Distributed learning offers a practical solution for the integrative analysis of multi-source datasets, especially under privacy or communication constraints. However, addressing prospective distributional heterogeneity and ensuring communication efficiency pose significant challenges on distributed statistical analysis. In this article, we focus on integrative estimation of distributed heterogeneous precision matrices, a crucial task related to joint precision matrix estimation where computation-efficient algorithms and statistical optimality theories are still underdeveloped. To tackle these challenges, we introduce a novel HEterogeneity-adjusted Aggregating and Thresholding (HEAT) approach for distributed integrative estimation. HEAT is designed to be both communication- and computation-efficient, and we demonstrate its statistical optimality by establishing the convergence rates and the corresponding minimax lower bounds under various integrative losses. To enhance the optimality of HEAT, we further propose an iterative HEAT (IteHEAT) approach. By iteratively refining the higher-order errors of HEAT estimators through multi-round communications, IteHEAT achieves geometric contraction rates of convergence. Extensive simulations and real data applications validate the numerical performance of HEAT and IteHEAT methods.

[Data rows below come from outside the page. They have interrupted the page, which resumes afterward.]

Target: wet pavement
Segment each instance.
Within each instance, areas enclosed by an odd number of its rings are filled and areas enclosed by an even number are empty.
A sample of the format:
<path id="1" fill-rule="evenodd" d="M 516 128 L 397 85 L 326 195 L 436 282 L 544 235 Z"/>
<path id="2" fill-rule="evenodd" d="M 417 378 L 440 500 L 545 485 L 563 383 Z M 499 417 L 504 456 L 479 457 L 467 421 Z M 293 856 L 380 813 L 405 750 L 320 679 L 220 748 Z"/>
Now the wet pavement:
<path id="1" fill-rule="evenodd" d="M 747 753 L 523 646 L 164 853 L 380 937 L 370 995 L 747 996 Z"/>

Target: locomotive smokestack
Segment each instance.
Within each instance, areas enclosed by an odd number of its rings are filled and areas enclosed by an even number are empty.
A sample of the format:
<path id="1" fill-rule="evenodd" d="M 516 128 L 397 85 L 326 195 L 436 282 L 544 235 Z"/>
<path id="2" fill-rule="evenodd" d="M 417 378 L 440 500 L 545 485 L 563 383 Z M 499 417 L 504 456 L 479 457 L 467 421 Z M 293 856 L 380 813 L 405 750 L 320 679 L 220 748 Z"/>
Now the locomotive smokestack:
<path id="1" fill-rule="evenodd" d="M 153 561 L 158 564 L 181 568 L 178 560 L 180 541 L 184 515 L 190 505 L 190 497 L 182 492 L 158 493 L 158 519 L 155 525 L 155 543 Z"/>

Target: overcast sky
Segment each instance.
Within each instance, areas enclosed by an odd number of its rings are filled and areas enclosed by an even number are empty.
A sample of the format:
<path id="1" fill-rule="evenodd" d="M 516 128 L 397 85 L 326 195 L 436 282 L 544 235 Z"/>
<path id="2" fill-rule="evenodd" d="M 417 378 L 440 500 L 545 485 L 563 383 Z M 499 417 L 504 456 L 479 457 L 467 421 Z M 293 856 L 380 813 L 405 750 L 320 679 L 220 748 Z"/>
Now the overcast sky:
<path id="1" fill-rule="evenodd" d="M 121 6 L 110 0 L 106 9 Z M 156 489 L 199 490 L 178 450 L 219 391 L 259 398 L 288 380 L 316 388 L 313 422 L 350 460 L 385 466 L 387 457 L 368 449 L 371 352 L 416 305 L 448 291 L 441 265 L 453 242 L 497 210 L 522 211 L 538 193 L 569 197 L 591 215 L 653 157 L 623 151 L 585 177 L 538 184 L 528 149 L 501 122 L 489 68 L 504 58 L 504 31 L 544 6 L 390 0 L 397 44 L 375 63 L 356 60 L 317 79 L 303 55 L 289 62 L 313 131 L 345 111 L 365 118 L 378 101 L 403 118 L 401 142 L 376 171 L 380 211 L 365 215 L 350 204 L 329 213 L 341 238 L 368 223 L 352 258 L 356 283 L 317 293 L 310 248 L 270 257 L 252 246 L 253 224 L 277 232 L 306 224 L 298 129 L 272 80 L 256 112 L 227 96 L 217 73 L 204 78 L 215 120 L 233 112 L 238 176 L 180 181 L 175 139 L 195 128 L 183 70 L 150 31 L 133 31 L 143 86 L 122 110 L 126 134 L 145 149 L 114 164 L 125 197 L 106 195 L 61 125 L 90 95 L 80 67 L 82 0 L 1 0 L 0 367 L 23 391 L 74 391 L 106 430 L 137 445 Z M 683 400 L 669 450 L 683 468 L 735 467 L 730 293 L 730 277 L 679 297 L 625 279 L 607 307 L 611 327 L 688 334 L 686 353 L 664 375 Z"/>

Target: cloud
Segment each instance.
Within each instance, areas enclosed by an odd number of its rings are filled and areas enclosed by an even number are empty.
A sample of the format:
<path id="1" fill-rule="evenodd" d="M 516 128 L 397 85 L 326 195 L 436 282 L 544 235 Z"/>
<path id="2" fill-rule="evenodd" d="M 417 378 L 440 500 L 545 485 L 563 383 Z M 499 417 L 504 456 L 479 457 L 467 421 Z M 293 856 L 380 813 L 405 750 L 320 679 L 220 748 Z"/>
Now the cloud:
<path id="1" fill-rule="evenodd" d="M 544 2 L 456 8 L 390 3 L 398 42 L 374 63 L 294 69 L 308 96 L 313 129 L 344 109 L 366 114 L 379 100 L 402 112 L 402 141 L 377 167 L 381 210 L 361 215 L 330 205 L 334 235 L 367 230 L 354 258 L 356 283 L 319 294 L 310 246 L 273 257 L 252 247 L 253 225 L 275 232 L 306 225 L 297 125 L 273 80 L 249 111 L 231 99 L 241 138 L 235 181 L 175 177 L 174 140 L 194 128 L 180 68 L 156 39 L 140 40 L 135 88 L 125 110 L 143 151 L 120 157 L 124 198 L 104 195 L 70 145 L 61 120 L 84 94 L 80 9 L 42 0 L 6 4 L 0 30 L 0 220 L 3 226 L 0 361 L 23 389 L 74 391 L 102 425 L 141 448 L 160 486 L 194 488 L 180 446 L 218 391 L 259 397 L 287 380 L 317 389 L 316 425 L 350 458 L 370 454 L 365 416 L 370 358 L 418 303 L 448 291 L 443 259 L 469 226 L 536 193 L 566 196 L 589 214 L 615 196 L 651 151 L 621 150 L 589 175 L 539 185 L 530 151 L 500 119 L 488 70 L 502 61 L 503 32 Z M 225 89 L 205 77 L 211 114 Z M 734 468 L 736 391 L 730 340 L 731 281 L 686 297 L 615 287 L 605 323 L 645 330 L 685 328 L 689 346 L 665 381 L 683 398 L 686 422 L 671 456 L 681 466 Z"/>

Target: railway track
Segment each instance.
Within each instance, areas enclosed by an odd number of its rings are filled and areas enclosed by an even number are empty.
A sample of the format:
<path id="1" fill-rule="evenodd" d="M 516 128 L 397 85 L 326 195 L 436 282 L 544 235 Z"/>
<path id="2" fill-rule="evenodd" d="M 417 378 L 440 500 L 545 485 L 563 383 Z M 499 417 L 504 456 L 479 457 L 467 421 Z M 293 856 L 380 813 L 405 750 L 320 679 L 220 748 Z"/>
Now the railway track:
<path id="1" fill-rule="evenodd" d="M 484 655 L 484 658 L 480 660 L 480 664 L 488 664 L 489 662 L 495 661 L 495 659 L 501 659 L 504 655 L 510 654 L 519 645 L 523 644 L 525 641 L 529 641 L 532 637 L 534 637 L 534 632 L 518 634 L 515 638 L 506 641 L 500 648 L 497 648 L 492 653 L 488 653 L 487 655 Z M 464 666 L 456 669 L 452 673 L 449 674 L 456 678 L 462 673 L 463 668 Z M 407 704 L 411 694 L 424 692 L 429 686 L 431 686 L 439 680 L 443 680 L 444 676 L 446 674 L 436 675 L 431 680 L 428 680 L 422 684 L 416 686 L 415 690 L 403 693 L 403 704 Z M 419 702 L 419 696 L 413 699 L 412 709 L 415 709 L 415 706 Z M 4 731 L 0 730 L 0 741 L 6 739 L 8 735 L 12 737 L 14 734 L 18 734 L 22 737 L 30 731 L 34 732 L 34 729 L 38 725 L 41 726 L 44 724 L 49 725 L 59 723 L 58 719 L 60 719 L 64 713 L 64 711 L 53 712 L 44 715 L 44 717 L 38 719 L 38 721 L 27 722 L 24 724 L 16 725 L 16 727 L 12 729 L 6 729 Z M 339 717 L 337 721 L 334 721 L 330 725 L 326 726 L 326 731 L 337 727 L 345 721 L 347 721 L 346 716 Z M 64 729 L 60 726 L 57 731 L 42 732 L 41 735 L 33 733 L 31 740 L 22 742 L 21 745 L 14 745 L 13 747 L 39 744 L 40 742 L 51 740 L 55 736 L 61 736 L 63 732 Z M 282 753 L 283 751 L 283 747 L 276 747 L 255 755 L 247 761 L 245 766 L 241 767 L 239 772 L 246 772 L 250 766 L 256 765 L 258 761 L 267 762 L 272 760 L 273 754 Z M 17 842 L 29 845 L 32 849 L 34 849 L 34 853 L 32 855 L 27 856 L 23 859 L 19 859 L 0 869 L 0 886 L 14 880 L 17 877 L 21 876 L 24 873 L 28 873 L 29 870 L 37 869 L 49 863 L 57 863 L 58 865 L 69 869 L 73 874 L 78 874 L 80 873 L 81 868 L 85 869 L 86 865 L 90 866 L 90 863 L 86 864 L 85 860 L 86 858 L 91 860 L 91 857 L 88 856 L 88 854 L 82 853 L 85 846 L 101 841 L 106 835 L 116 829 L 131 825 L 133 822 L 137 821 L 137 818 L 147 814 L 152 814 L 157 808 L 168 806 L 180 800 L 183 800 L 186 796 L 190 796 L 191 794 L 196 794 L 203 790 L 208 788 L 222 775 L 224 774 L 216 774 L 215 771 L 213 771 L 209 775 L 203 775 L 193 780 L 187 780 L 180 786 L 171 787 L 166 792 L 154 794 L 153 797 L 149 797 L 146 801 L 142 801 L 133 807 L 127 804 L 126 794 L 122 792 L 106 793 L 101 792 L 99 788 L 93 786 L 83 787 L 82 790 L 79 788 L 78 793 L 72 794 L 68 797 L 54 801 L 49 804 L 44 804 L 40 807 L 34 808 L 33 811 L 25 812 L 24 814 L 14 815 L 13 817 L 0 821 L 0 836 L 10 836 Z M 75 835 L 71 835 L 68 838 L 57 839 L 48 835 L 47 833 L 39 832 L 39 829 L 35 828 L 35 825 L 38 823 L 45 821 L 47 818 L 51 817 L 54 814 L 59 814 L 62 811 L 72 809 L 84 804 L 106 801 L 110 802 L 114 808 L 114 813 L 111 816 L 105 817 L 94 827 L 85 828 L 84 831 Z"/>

翻译：分布式学习为多源数据集的集成分析提供了一种实用的解决方案，尤其在面临隐私或通信约束时。然而，处理潜在的分布异质性并确保通信效率对分布式统计分析提出了重大挑战。本文聚焦于分布式异构精度矩阵的集成估计，这是联合精度矩阵估计中的一项关键任务，目前其计算高效算法与统计最优性理论仍不完善。为应对这些挑战，我们提出了一种新颖的异质性调整聚合与阈值化方法，用于分布式集成估计。该方法旨在同时实现通信与计算的高效性，我们通过建立多种集成损失下的收敛率及相应的极小极大下界，证明了其统计最优性。为进一步提升该方法的最优性，我们进一步提出了迭代异质性调整聚合与阈值化方法。通过多轮通信迭代地修正原估计量的高阶误差，该方法实现了收敛率的几何收缩。大量的模拟实验与真实数据应用验证了这两种方法的数值性能。